After the film's release in Rome, it was briefly banned in Italy in February 1972 for obscenity.

==Reception==
===Critical response===
Roger Ebert of the Chicago Sun-Times gave the film four stars out of four and called it "clearly Mike Nichols' best film. It sets out to tell us certain things about these few characters and their sexual crucifixions, and it succeeds. It doesn't go for cheap or facile laughs, or inappropriate symbolism, or a phony kind of contemporary feeling ... Nicholson, who is possibly the most interesting new movie actor since James Dean, carries the film, and his scenes with Ann-Margret are masterfully played." Vincent Canby of The New York Times was also positive, calling it "a nearly ideal collaboration of directorial and writing talents" that was "not only very funny, but in a casual way—in the way of something observed in a half-light—more profound than much more ambitious films." Writing in Film Quarterly, Ernest Callenbach called it "a solid and interesting achievement—as was [Nichols'] Virginia Woolf. It is a cold and merciless film, but then artists are not required to stand in for the Red Cross. They document disasters, and it is we the viewers who must clean them up, in our own lives." Gavin Millar of The Monthly Film Bulletin wrote, "Though not the last word on the subject, it's still a telling and unhysterical assault on male chauvinism; and if that's fashionable, it's not unwelcome."

Charles Champlin of the Los Angeles Times was less enthusiastic, calling the film "the iciest, most merciless and most repellent major (and seriously intended) motion picture in a very long time." Champlin thought that Nicholson had "some powerful moments" but his character "is never comprehensible as anything but a clinical study, although the study offers no clues to how he got that way." Arthur D. Murphy of Variety called it "a rather superficial and limited probe of American male sexual hypocrisies." Gary Arnold of The Washington Post wrote, "I wouldn't mind having a nickel for every moviegoer who walks out of Carnal Knowledge feeling cheated and despondent. The basic problem with the film is that it's the artistic equivalent of the sort of thing it purports to be satirizing and abhorring: it's a cold, calculating, unfeeling view of cold, calculating, unfeeling relationships." Gene Siskel of the Chicago Tribune gave the film two-and-a-half stars out of four and called it "basically a one-note story ... The characters do not change or learn; they do not even repeat their mistakes in very interesting ways." Pauline Kael of The New Yorker wrote, "This movie says not merely that there are some people like these, but that this is it—that is, that this movie, in its own satirical terms, presents a more accurate view of men and women than conventional movies do. That may be the case, but the movie isn't convincing."

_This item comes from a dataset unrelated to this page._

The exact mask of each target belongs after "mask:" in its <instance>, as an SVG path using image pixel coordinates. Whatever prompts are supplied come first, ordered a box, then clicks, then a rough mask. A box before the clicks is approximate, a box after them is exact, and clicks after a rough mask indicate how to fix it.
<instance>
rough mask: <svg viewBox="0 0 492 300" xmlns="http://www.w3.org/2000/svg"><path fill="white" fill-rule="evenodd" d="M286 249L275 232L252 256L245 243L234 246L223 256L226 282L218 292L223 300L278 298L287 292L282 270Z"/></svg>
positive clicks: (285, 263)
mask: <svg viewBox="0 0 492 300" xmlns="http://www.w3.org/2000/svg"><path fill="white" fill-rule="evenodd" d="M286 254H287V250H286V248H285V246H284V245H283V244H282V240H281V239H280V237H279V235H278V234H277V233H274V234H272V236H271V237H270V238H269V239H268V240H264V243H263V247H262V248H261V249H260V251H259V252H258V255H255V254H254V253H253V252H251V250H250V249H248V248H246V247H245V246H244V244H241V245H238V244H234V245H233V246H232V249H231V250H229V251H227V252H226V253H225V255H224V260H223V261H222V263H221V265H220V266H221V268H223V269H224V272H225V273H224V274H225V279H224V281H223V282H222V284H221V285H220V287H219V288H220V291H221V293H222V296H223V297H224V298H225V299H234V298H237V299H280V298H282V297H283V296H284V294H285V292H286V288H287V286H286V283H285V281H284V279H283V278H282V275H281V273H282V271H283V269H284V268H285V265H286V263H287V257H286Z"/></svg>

Rotten Tomatoes retrospectively gives the film a score of 89% based on reviews from 37 critics, with an average rating of 8.30/10. The site's critics consensus reads: "Although it comes lopsidedly from the male gaze, Carnal Knowledge is a sexually frank and ferociously well-acted battle between the sexes."

===Accolades===

| Award | Category | Nominee(s) | Result | Ref. |
| Academy Awards | Best Supporting Actress | Ann-Margret | Nominated |  |
| Golden Globe Awards | Best Actor in a Motion Picture – Drama | Jack Nicholson | Nominated |  |
| Best Supporting Actor – Motion Picture | Art Garfunkel | Nominated |
| Best Supporting Actress – Motion Picture | Ann-Margret | Won |
| New York Film Critics Circle Awards | Best Supporting Actress | Nominated |  |
| Sant Jordi Awards | Best Foreign Actor | Jack Nicholson | Won |  |
| Writers Guild of America Awards | Best Comedy – Written Directly for the Screen | Jules Feiffer | Nominated |  |

==Home media==
Carnal Knowledge was released on DVD in Region 1 on December 7, 1999, by MGM Home Video. In July 2025, it was released in 4K and standard Blu-ray formats by The Criterion Collection.